I hope he makes $20k. Or more. I enjoy his content and the insight he brings. Also many people make money from the tragedy of others. Morticians, coffin builders, clean up crews, construction workers, concrete companies…I could probably come up with 100 more examples. Just because their work is from the result of something tragic doesn’t mean it is any less important.


Being completely frank he does a very good thing. He's got through to our eldest about how important it is to do things correctly, and be systematic and detail oriented, in a way that her mum and I have really struggled to.

The irony of it is that a couple of months back I was sat in the living room watching MentourPilot, she came in and asked what I was watching, said "Ugh, boring!" Then she sat down and started playing on our Switch... and then she just got sucked in to the episode, and is now completely obsessed with watching MentourPilot. She often knows what's gone wrong and what the pilots should have done instead before he even explains it.

So the guy's all right with me and absolutely welcome to make as much money as he can: he's a great educator.


Let him. But your or anyones enjoyment isn't a greater good. NTSBs work is important. He's an entertainer of curiosity.


Most of his videos are on crashes. He has said he won't speculate on active investigations, but has already done videos on what is known, and preliminary reports.


No, pretty sure long long ago before he was big, he said he won't do crashes period. But doesn't matter, and he can change his mind as he pleases.


You're either misremembering or misunderstood something, or I'm not understanding what you mean, because Mentour Pilot literally has a channel with nothing but air crash investigation videos: https://youtube.com/@mentourpilot

He has one of the best air crash investigation journalists, Kyra Dempsey (aka Admiral Cloudberg) as one of the writers on the channel.

They already have a YouTube Short listing the facts of the crash, and also have a longer video about the Jeju one. Only the facts, no speculation - they're waiting for the preliminary or even final report to make a full in depth video on it.


Some people have a spine and still get hate by braindead zombies.


You're upset that he's benefiting by providing an expert perspective on a topic you're interested in?

Boy, you must be upset about pretty much everything on the internet. Except for hn. Paul Graham just runs this site out of his own benevolence, nothing else.


I find MentourPilot’s consultant persona grating and avoid his content, but in terms of sensationalism there are far worse.


He is actually really good. By far the best on YouTube. The quality is so high (because it's based on technical reports), you can learn something from it as a professional engineer.

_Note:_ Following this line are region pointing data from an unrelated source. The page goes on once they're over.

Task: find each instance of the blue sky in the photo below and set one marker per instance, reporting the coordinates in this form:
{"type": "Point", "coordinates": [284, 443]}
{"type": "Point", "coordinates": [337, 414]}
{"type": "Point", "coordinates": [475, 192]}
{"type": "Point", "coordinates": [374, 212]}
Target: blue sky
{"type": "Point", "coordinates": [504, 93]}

I really don't know what you are talking about.


MentourPilot is not exactly the only YouTuber going off of actual technical reports, and I did not question his accuracy — I said I find him "grating". I'd rather watch old Mayday episodes than MentourPilot — Greg Feith, for one, is a great communicator. John Cox, too.


I find his content over-produced. As in, he puts too much effort into the production instead of just dispensing the information. I like Kelsey from 74-Gear and Juan Browne for their down to earth delivery. But that's what makes YouTube great having so many choices.


What do you think the big media outlets make on crashes? And they suck putting all kinds of unwarranted speculation and bullshit on the airwaves.

Media isn't free, especially well produced media that's taken it's time to research.